地域に着目したワクチンを

当社について
琉球大学で培ってきた感染症研究ならびにワクチン研究成果を活用し、沖縄発の創薬系バイオベンチャー企業として、株式会社ジェクタス・イノベーターズを設立しました。
現在、ワクチン開発を柱に、抗体医薬開発、診断薬開発、アジュバント開発などの事業を展開しています。これらの事業は、感染症学、病原微生物学、免疫学、ワクチン学、タンパク質工学などの関連した学術領域から派生し、ワクチン開発を基本に、抗体、診断薬の開発へと導かれることから、全てを関連づけながら事業の幅を広げています。
ワクチンとは
免疫系は病原体などの侵入に対し、それを危険な外的シグナルと認識することで防御的に反応する生体の重要な役割を担っています。ですから、生体が何れ直面する危険な状態に対応できるよう、前もって免疫系を教育訓練しておけば、いざ本物の病原体や毒素が侵入してきても、それに対し適切に対処できるようになります。この免疫系の記憶力と自己・非自己を識別できる力を駆使して感染から身を守るために前もって使う薬がワクチンです。

これまでのほとんどのワクチンは、ウイルスや細菌あるいは病原体が産生する毒素などを無毒化や弱毒化してつくられてきました。すなわち、本物そっくりでしかも危険性を排除した病原体や毒素を免疫系に前もって見せておく(抗原提示といいます。)ことで、その形や性質を記憶させておき、本物の危険因子の襲来に備えるわけです。このようなワクチンは不活化ワクチンとか弱毒化ワクチンとよばれ、今でも大半のワクチンはこの部類に属します。

私たちの技術
しかし、1980年代のB型肝炎ワクチンの登場に端を発し、近年の子宮頸がん予防ワクチンなどは、病原体の一部だけを昆虫細胞や酵母などで作り出し、最終的な薬としています。この方法は動物用医薬品に適応され始めています。このように、現代のワクチン開発時代は、遺伝子工学期と称され、遺伝子組換え技術で作り出した様々なタンパク質性の製剤を医薬品とすることができるようになってきました。
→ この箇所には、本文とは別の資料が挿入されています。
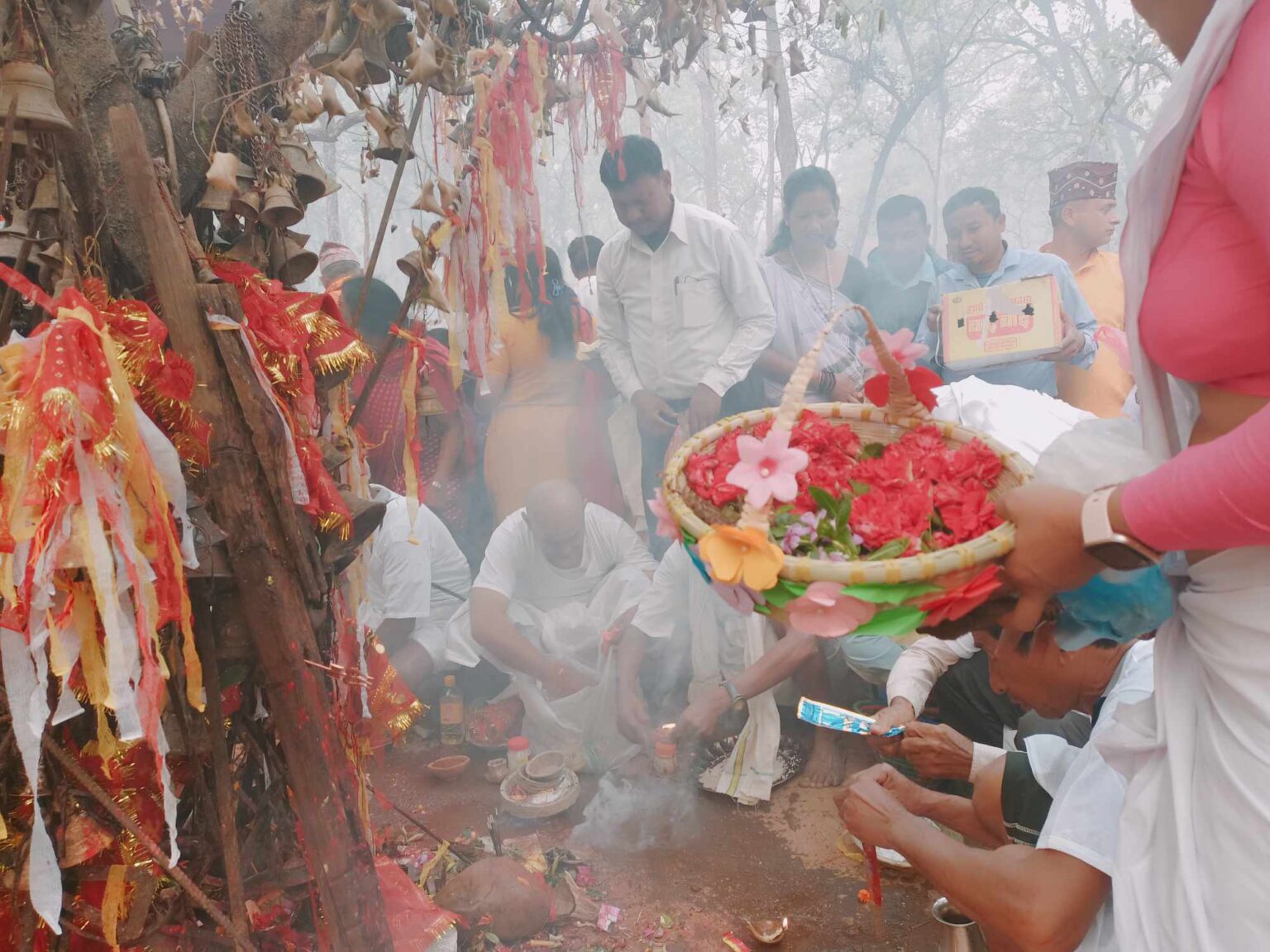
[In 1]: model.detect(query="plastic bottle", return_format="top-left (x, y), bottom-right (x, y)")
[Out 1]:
top-left (507, 737), bottom-right (530, 773)
top-left (441, 674), bottom-right (467, 748)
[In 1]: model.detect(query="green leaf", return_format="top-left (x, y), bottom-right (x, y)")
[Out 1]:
top-left (756, 578), bottom-right (806, 611)
top-left (865, 538), bottom-right (908, 562)
top-left (851, 606), bottom-right (926, 639)
top-left (808, 486), bottom-right (838, 516)
top-left (842, 581), bottom-right (940, 606)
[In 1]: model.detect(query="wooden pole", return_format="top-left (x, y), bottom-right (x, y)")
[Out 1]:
top-left (111, 105), bottom-right (393, 952)
top-left (194, 603), bottom-right (248, 949)
top-left (349, 86), bottom-right (427, 327)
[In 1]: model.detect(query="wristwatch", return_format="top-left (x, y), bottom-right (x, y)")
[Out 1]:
top-left (723, 680), bottom-right (746, 711)
top-left (1081, 486), bottom-right (1161, 571)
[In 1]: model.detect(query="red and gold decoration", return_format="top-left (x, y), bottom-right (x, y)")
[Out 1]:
top-left (0, 281), bottom-right (203, 931)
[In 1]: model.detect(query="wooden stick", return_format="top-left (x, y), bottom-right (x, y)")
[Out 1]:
top-left (41, 734), bottom-right (255, 952)
top-left (348, 89), bottom-right (427, 327)
top-left (194, 606), bottom-right (248, 949)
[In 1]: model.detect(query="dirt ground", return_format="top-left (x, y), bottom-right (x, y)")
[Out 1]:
top-left (372, 737), bottom-right (938, 952)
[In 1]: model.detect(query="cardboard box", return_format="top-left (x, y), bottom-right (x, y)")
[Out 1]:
top-left (940, 274), bottom-right (1063, 371)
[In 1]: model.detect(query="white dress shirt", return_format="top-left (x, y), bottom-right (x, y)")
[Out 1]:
top-left (595, 201), bottom-right (776, 400)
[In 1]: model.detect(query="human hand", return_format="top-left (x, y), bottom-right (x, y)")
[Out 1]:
top-left (617, 688), bottom-right (653, 746)
top-left (689, 383), bottom-right (723, 433)
top-left (833, 772), bottom-right (910, 850)
top-left (543, 663), bottom-right (595, 701)
top-left (851, 764), bottom-right (929, 816)
top-left (671, 687), bottom-right (732, 740)
top-left (899, 721), bottom-right (974, 781)
top-left (869, 697), bottom-right (917, 756)
top-left (1040, 308), bottom-right (1085, 363)
top-left (631, 390), bottom-right (680, 436)
top-left (997, 483), bottom-right (1102, 631)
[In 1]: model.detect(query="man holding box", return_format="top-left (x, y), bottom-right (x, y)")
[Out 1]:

弊社はこのような遺伝子操作技術・タンパク質工学的技術を駆使することで、新しいタイプのワクチン開発を進めています。しかし、病原体の一部を単に大腸菌や昆虫細胞などで作らせるだけでは、効果的なワクチン開発は困難です。ですから、免疫系が好んで記憶する形状や性質を理解し、ワクチン抗原そのものを人為的に改良する創意工夫が必要となります。これを「分子デザイン」と呼ぶことがあります。また、抗体(液性免疫)や細胞性免疫といった獲得免疫を効率よく惹起するためには、自然免疫系を動かすことが必須であることが現代免疫学の基本的な考え方です。ですから、分子デザインと同時に自然免疫系を活性化させる物質の開発もワクチン開発にとって重要な課題となります。この自然免疫系を活性化させる物質が、「アジュバント」とよばれるもので、一般的にはあまり聞きなれないものです。

これからのワクチン開発
このようなワクチンはまさに病原体や免疫系から学び、しかも病原体とは異なる要素も兼ね備えた分子デザインの成果物であるといえます。分子デザインされたワクチンは、厳密な意味では自然界に存在しませんが、免疫系が本来の病原体の一部だと勘違いし、認識する機能をもちます。ですから、免疫系が危ないと認識しつつ、実は全く危なくないものがいいワクチンの条件であるとも言えます。このようなワクチンを投与することは、まるで防災訓練のようなものでしょう。本気で危険を想定した訓練を実施しなければ、いざという時全く意味がありません。

今の私たちは、これまでの古典的なワクチンと新しいワクチンとが共存し、補てんし合いながら、ヒトや動物の健康を守る時代に生きています。そして、これから新しいタイプのワクチンがもっと多く開発される時代になるでしょう。
弊社はこのようなワクチンを取り巻く世界的動向の中で、その変貌を見守りつつ、しかもその変化をもたらすための一助となることを目指します。